Let $X = \{1, 2, 3, 4, 5\}.$ Define a relation $R = \{(x, y)\mid x, y \text{ even}; x, y \in X\}.$ Show that $R$ is an equivalence relation on X

Question

Can you help me with this problem? I have a problem demonstrating it. I know that it needs to be reflexive, symmetric, and transitive. I just don't understand when they said even, does it mean $R=\{(2,2),(2,4),(4,2),(4,4)\}?$ If yes how can I demonstrate it for example reflexive will be: for all x belongs to $X$ $(x,x)R(x,x)\rightarrow (x,x)=(x,x) ?$

Answer 1

First of all: $x-y$ even does not mean $x, y$ are even. If we took $x=1, y=3$, then $x-y=-2, y-x=2$ and both are even. The reflexivity comes from this thing quite easily, as $0$ is even. Symmetry is a quick thing to check, and transitivity is the only tricky part, but can be done by writing $x-y=2m, y-z=2n$ for some integers $m, n$, and then seeing what that gives for $x-z$.

Answer 2

I just don't understand when they said even,

Yeah, I don't either. But given any option, I'd take it to mean $R= \{(x,y)| x, y$ are both even$\}$.

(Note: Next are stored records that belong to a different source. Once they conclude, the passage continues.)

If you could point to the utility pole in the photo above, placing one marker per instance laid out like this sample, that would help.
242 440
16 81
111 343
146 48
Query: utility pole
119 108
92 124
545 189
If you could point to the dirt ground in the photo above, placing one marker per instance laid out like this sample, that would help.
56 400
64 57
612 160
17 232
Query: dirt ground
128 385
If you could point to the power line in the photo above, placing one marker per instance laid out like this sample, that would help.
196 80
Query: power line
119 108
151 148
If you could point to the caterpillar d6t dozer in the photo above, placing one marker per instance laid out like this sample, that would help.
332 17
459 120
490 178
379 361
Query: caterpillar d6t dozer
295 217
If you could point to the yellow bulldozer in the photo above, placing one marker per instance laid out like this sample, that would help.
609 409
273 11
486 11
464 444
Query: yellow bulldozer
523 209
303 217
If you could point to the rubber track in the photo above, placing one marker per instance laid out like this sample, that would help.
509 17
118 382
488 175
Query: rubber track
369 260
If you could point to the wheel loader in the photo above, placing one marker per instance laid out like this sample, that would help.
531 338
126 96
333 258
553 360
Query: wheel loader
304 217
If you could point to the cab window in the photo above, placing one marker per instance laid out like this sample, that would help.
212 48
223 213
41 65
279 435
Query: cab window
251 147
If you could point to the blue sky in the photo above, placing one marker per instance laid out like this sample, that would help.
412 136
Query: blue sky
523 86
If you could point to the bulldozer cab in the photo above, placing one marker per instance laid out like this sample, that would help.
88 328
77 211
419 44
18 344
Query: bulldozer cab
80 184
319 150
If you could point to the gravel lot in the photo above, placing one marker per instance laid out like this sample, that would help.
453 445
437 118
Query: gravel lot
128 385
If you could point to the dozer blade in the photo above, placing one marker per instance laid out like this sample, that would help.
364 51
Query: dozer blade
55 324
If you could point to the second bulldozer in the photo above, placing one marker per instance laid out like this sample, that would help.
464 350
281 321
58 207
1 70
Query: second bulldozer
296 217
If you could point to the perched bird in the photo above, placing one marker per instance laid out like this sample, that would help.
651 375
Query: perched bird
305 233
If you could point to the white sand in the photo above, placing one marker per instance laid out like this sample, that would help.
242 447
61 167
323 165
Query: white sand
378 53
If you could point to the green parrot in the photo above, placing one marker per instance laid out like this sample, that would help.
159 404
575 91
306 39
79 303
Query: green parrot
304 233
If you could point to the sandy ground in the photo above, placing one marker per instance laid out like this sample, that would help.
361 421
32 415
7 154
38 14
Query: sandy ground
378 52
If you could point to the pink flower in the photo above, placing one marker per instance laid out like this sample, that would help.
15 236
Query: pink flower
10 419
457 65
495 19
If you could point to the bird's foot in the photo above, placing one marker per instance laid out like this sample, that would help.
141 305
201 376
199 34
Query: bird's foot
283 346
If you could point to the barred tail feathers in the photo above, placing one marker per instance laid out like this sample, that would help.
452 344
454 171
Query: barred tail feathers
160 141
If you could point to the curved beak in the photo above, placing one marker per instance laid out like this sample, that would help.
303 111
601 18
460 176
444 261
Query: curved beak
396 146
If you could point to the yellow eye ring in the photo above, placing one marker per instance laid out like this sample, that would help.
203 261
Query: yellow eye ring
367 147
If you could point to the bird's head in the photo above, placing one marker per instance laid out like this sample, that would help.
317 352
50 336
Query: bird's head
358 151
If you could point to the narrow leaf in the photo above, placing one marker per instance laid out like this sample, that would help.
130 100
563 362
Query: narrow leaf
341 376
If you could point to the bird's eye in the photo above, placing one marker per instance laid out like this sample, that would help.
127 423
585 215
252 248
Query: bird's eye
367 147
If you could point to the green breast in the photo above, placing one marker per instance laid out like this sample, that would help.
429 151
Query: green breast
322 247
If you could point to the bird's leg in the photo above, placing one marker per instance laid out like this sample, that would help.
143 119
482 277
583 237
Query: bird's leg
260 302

does it mean R={(2,2),(2,4),(4,2),(4,4)}?

That's the only real thing that would make sense.

If yes how can I demonstrate it for example reflexive will be: for all x belongs to X (x,x)R(x,x)→(x,x)=(x,x)?

You can't. Because it wouldn't be true.

$1 \not R 1$ because $(1,1) \not \in R$. Nor is $(3,3)$ or $(5,5)\in R$.

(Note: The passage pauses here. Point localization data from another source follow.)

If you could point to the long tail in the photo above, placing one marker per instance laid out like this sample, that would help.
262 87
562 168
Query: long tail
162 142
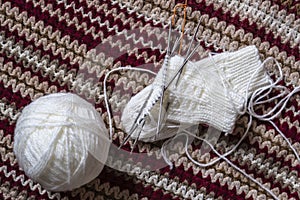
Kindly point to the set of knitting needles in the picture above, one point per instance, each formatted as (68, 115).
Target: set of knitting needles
(156, 96)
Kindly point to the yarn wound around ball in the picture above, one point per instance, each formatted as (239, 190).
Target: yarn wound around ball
(61, 141)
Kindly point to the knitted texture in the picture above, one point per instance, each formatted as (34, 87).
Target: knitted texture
(211, 91)
(53, 46)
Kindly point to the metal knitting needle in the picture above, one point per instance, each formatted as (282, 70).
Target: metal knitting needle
(165, 65)
(135, 124)
(182, 66)
(188, 51)
(136, 139)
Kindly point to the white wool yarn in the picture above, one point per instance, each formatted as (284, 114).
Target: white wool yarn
(61, 141)
(212, 91)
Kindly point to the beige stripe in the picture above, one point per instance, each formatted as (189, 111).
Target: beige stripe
(230, 38)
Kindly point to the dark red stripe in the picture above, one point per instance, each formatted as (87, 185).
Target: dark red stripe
(13, 97)
(291, 7)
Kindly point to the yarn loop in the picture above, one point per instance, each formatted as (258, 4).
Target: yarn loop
(61, 141)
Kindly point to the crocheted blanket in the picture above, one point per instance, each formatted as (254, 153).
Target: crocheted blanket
(52, 46)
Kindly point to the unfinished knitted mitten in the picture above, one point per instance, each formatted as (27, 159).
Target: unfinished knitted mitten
(211, 91)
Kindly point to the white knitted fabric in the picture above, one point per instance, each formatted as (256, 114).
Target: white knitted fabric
(211, 91)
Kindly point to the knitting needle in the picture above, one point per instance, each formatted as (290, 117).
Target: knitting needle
(135, 124)
(165, 65)
(136, 139)
(188, 51)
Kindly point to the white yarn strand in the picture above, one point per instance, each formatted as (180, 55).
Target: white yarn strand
(61, 141)
(226, 160)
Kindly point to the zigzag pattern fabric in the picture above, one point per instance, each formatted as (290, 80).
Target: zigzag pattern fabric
(52, 46)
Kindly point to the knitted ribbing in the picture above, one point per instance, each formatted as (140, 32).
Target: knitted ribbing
(211, 91)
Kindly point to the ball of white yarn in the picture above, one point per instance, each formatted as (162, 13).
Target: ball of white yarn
(61, 141)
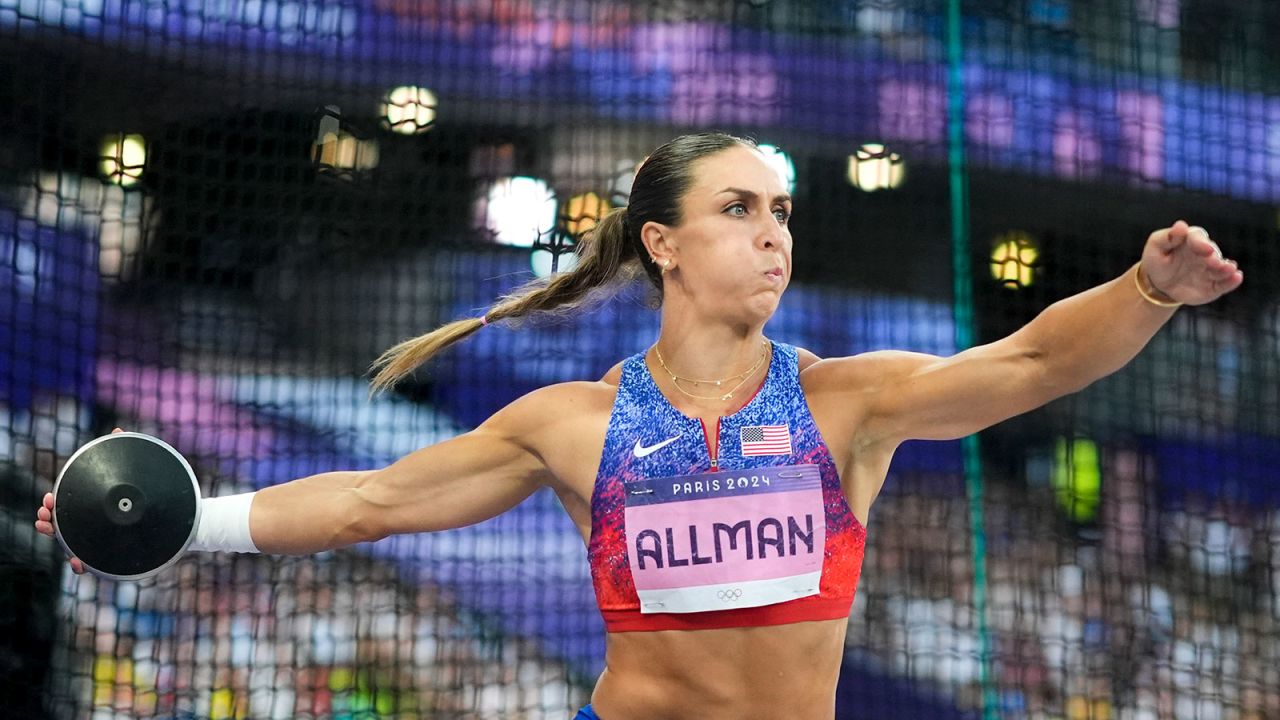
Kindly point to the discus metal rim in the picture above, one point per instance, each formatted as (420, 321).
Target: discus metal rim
(195, 486)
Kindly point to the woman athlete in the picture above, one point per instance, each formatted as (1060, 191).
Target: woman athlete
(721, 482)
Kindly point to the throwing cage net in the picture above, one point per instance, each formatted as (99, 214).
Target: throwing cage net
(214, 215)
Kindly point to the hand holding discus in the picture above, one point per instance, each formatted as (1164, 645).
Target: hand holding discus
(124, 506)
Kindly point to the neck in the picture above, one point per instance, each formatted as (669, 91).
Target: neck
(709, 351)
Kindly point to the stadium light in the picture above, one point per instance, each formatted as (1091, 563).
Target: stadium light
(583, 212)
(782, 163)
(123, 158)
(517, 210)
(873, 167)
(1013, 259)
(346, 151)
(408, 109)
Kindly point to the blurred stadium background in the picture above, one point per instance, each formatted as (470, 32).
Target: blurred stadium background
(215, 214)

So the relation just isn't reflexive.

I suspect the book has a typo and meant.

$R = \{(x,y): x, y$ are both even or are both odd$\}$. That would be an equivalence relation with exactly to equivalet classes.

Class 1: $ \{1,3,5\}$ as all elements in the class are equivalent to each other, and Class 2: $\{2,4\}$ as all elements in the class are equivalent to each other. Every element in $X$ is in one of the classes and the cases are disjoint and every element of $X$ belongs to exactly one class.

(That's not the usual definition of equivalence relation, but it is an... ahem, equivalent, definition. It gets down to what equivalence means and why the text relation obviously isn't. In the texts case there is only one class, the class of evens: $\{2,4\}$ and $1,3,5$ aren't in any class.

....

Anyway it looks like you are on top of everything and have a good grasp on everything... except.....

The relation is on $X$ and contains ordered pairs of $X$ but we say $xRy$ which is the same thing as $(x,y) \in R$ or if $R$ is an equivalence relationship (which it may not be) then we can say "$x$ is equivalent to $y$" or notation $x \equiv y$.

We wouldn't write, as you did when you wrote "$(x,x)R(x,x)\rightarrow (x,x)=(x,x)$", about the pairs being related. Either the elements are related, OR the ordered pairs are in $R$. But not that the ordered pairs are related.